From my experience in coding java, I have felt that,

we write more or less 60% of repetative code on any project. (The number is purely based on my experience and can go a little high or down for others but overall I believe, we all will agree that we write repetative code)

Another big problem that I faced when joining to an existing project, is to get hold of the different flows that the project has. To understand this either, we need to get a KT from another person or spend a good amount of time and navigate through various classes/methods in the project

Last but certainly not the least is debugging - when we deploy our code in a enviromment and some flow breaks. We have to rely on logs that are already present, if they are not sufficient putting further logs and redeploy and replay the flow to identify the issue. I know there is a way of remote-debugging but not every where it can be used (for example if the environment is running behind a firewall) and even in remote-debugging we have to replay the flow to identify the issue.

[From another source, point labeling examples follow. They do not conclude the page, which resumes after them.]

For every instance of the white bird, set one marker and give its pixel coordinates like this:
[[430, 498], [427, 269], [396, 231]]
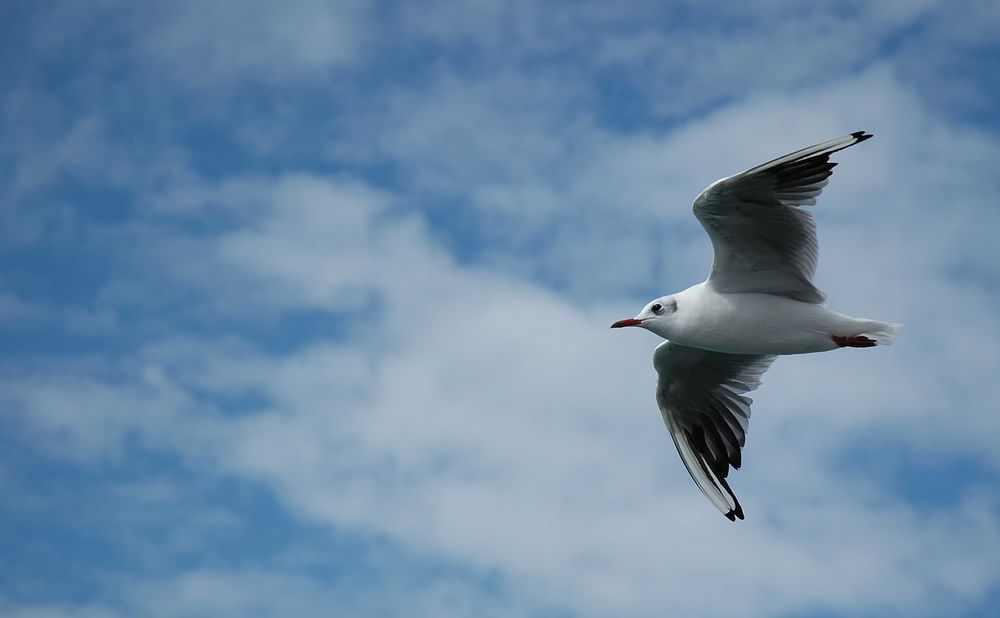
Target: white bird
[[758, 302]]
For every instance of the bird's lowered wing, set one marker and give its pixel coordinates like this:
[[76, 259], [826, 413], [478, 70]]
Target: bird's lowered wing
[[701, 398], [763, 241]]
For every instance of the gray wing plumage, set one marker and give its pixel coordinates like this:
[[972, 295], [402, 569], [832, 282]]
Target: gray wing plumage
[[763, 241], [701, 398]]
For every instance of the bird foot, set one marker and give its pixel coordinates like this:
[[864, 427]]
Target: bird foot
[[858, 341]]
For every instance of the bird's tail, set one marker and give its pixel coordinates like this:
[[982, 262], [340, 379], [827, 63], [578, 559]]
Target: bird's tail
[[884, 333]]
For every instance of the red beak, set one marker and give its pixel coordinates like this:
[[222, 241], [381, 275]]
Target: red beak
[[626, 322]]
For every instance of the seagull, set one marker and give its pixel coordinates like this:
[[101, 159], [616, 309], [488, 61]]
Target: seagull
[[757, 303]]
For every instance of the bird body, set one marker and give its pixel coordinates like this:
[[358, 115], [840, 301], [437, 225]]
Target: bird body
[[750, 323], [757, 303]]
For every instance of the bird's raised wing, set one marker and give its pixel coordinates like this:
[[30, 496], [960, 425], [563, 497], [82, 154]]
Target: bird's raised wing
[[700, 395], [763, 241]]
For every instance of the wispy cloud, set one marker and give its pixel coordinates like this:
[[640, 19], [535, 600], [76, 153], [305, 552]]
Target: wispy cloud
[[336, 281]]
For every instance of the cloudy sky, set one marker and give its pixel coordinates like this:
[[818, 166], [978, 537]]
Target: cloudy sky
[[305, 307]]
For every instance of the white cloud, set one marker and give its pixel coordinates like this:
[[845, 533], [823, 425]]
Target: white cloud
[[478, 411]]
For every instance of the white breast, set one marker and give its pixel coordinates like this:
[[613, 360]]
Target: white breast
[[753, 323]]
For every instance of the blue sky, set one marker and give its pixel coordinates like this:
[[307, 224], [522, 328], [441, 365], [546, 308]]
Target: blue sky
[[305, 306]]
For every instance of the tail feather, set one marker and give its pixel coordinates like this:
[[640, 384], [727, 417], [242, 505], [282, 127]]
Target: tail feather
[[883, 332]]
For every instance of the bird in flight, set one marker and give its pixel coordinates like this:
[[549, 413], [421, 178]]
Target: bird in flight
[[758, 302]]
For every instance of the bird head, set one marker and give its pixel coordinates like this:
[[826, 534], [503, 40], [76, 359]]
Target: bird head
[[655, 316]]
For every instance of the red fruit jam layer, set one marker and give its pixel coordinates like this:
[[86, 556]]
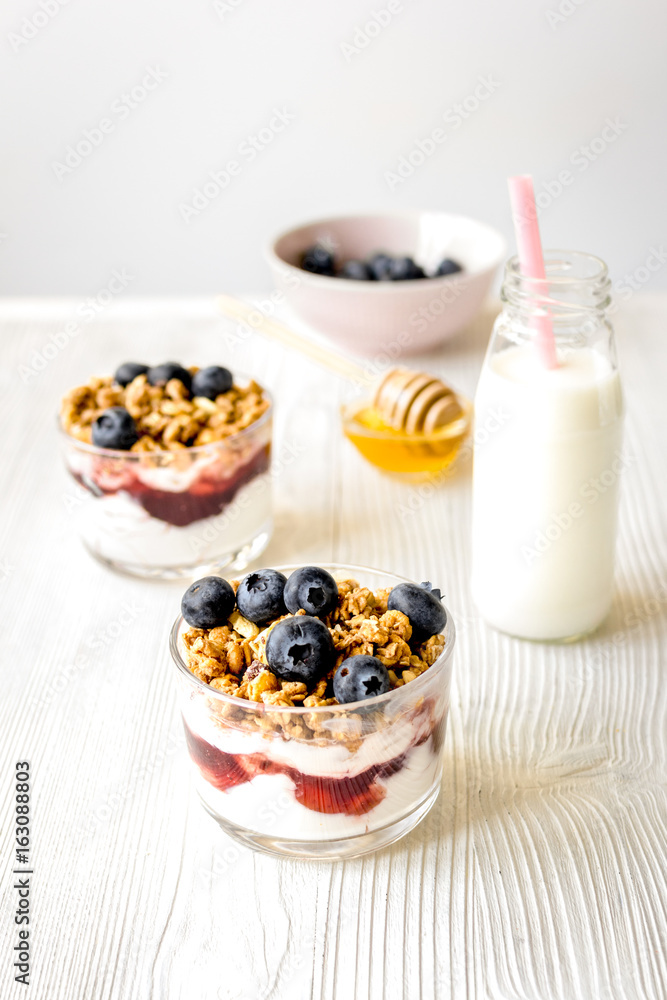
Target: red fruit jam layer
[[205, 497], [351, 796]]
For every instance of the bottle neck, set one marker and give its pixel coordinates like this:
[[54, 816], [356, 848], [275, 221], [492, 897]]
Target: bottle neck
[[575, 293]]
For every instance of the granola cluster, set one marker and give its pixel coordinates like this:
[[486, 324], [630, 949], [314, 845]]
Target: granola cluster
[[167, 418], [232, 658]]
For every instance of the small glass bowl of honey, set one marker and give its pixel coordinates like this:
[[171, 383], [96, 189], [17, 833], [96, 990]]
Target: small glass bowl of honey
[[414, 456]]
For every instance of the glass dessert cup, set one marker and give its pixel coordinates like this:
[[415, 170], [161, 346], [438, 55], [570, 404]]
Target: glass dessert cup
[[330, 782], [411, 456], [174, 514]]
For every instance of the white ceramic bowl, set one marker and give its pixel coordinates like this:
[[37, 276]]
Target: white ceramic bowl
[[399, 317]]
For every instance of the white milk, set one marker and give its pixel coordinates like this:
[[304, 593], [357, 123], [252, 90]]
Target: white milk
[[545, 492]]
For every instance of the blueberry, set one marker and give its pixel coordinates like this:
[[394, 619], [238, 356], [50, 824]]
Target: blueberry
[[115, 428], [356, 270], [360, 677], [260, 595], [128, 372], [380, 266], [300, 649], [405, 269], [447, 266], [422, 606], [318, 260], [208, 602], [312, 589], [161, 374], [211, 382]]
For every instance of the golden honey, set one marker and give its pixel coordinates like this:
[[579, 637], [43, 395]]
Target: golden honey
[[399, 452]]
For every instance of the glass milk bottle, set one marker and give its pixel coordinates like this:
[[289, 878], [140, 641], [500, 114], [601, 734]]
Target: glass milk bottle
[[545, 476]]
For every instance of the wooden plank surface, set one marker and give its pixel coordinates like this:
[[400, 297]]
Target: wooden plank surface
[[541, 872]]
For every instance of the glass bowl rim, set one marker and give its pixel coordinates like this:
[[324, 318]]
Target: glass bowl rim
[[454, 429], [198, 449], [368, 703]]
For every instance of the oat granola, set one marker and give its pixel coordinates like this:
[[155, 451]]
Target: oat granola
[[167, 417], [232, 658]]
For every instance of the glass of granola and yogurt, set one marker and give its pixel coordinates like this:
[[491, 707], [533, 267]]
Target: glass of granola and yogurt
[[315, 701], [175, 465]]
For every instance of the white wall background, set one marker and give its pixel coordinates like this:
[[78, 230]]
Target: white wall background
[[561, 69]]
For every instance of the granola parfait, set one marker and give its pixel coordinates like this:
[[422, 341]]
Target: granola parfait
[[173, 466], [315, 701]]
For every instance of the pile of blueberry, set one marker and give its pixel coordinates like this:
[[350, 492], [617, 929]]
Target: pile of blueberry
[[301, 648], [116, 429], [380, 267]]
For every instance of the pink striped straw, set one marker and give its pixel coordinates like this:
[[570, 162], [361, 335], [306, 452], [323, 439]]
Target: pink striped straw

I am sure most (if not all) of us has faced these problems some time or the other with an impact of medium to heavy, and this motivated me to develop a framework which would resolve these problems fully (or as much as possible). Let's take a quick look at how does it help solving the problems.

• This framework enables one to construct a business flow (or a feature) simply by configuring individual steps (that are part of the enitre flow) in various way as needed. Thus the name Simple Java Flows or SJF. This increases readability of the flow meaning a new comer can quickly get a overall picture of what the flow is doing just by looking at it's definition
• When a flow is executed, it returns the execution's context comprising of a) what was the input for the step, b) how much time the step took and c) whether the step produced an output or threw exception. This gives an end-to-end knowlwedge of how the flow executed which eases debugging.
• The framework comes with capabilities of performing common operations by itself, enabling developer to focus only on writing the business logic part and thus gaining individual and team productivity. The list of common operations that SJF offers currently are not exhaustive, because covering all operations which may sound redundant is not a quick work but they are in progress and will be published as a plug-and-play fashion gradually. Nonetheless, the framework already covers quite a few basic operations which will be discussed in the later section, to name a few: retryable step, bookmarking within a flow (helps in writing idempotent operations), triggering async step, parallel steps, pausing for a condidtion to satisfy etc.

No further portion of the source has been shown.